A Palomino neanche avremmo dovuto fermarci. Ci restiamo invece quattro notti, schifando Santa Marta, rinunciando all’isola di Barù, dimenticando persino la piccola Minca che tutti descrivono come una gemma dell’entroterra. Sfiniti dall’esperienza guajira, ci schiantiamo in spiaggia nonostante i nuvoloni, ubriachi d’ozio, consapevoli che manca meno di una settimana al ritorno e che il tempo passa rapido come un colibrì ingordo di fiore in fiore.
Troviamo una stanza che sembra una casa, con un giardinetto tutto per noi, due gatti di Satana con cui l’ing fa subito amicizia e la grafomane no, e la chiesa della Pentecoste all’altro lato della strada, dove la domenica mattina alle 7 partono i cori e vanno avanti fino a sera, e chissenefrega se i turisti in vacanza vogliono dormire.
Ma a sedurci è proprio il menefreghismo che Palomino ostenta nei nostri confronti. Quattro anni fa qui non c’era niente, ci racconta il ragazzo che ci accompagna a fare tubing sul fiume (sì, di nuovo. Ma questa volta va meglio che a Vang Vieng). Bastavano 3 mila euro per comprare un lotto di terreno, quando oggi ce ne vogliono almeno 30 (e sticazzi, diremmo noi con la tentazione di staccare un assegno). Poi qualcuno ha fiutato il business. Ora Palomino ha una lunga strada non asfaltata, che da quella principale dove fermano i bus arriva fino al mare. Ogni due metri c’è un ostello che offre amache e lezioni di yoga, ogni tre un ristorante con opzioni vegetariane. Ma basta prendere una via laterale e il regno dei gringos svanisce, basta un acquazzone per trovarsi nel pantano come a Giochi senza frontiere. Dai locali di comida rapida si alza il fumo del fritto cattivo, quello a taniche di olio del motore. Arepas al colesterolo e salsiccioni tre gusti (porco, bove e tua nonna) sfrigolano su griglie che l’Oms metterebbe fuorilegge, mentre ragazzini di 14 anni impennano in moto a fari spenti nella notte e i fratellini minori imparano a guidare scarrozzando gli amichetti festanti. Dalle case viene musica a palla, dagli alberi carichi cadono mango maturi (e ogni volta tu li schivi per miracolo e pensi a quei 3 euro a vaschetta che spendi all’Esselunga). Giù al fiume, mentre noi passiamo galleggiando sui nostri copertoni innamorandoci dell’effetto infinity pool dove l’acqua dolce incontra il mare, intere famiglie si insaponano, si sciacquano, ci fanno ciao con la mano.

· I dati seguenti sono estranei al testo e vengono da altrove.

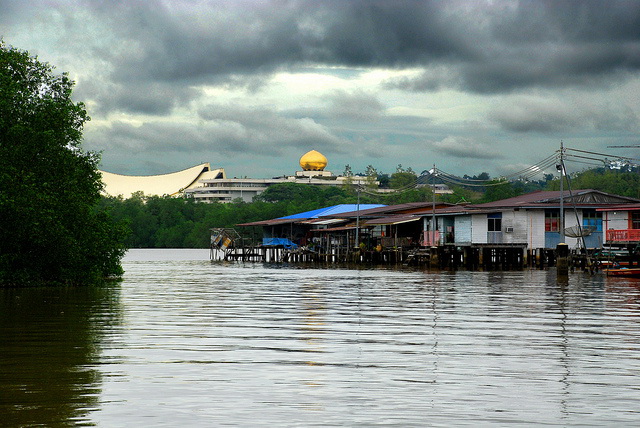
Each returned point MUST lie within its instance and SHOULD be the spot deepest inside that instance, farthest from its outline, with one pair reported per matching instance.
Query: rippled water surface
(182, 341)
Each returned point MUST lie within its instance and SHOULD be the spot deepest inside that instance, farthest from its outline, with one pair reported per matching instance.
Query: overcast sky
(250, 86)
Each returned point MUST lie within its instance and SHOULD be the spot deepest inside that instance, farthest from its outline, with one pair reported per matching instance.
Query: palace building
(212, 185)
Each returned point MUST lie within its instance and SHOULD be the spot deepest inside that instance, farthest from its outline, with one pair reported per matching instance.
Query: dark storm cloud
(357, 105)
(568, 115)
(464, 148)
(265, 128)
(479, 46)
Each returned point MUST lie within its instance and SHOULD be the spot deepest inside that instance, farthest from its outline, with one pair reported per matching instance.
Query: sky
(250, 86)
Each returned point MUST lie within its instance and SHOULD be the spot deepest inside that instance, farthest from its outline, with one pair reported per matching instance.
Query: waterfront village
(599, 230)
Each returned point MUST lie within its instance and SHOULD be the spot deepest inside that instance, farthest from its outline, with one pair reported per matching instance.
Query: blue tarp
(336, 209)
(272, 242)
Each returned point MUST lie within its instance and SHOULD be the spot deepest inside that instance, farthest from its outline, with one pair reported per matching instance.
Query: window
(635, 219)
(592, 218)
(494, 222)
(552, 221)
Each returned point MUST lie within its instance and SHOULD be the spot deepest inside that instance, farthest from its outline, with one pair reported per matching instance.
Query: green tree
(52, 229)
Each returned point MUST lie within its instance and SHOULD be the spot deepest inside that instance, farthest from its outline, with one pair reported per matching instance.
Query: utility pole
(358, 218)
(562, 237)
(433, 212)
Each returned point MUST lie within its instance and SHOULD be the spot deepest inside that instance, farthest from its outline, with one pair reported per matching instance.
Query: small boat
(625, 272)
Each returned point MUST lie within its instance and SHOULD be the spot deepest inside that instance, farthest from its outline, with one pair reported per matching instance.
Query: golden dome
(313, 161)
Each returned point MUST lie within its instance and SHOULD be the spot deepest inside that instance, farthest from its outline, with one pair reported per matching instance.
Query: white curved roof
(165, 184)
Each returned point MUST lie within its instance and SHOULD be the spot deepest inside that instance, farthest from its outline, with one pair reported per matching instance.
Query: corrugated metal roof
(391, 220)
(389, 209)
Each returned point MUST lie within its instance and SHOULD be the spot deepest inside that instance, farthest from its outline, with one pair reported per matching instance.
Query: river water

Persino il parco Tayrona, che è pur sempre uno spettacolo di selva e spiagge da conquistare con il sudore della fronte (letteralmente), passa in secondo piano rispetto a Palomino. Dove un wifi che funzioni decentemente non c’è, né l’ombra di un bancomat, o un locale che resti aperto due sere di fila. In compenso abbiamo amache e tramonti, tramonti e amache, e Signo’ (la signora, padrona di casa) che al mattino ci frigge tutto quello che le capita a tiro. Non rischiassimo l’ostruzione delle arterie – peggio, non dovessimo tornare a Milano – resteremmo qui per sempre.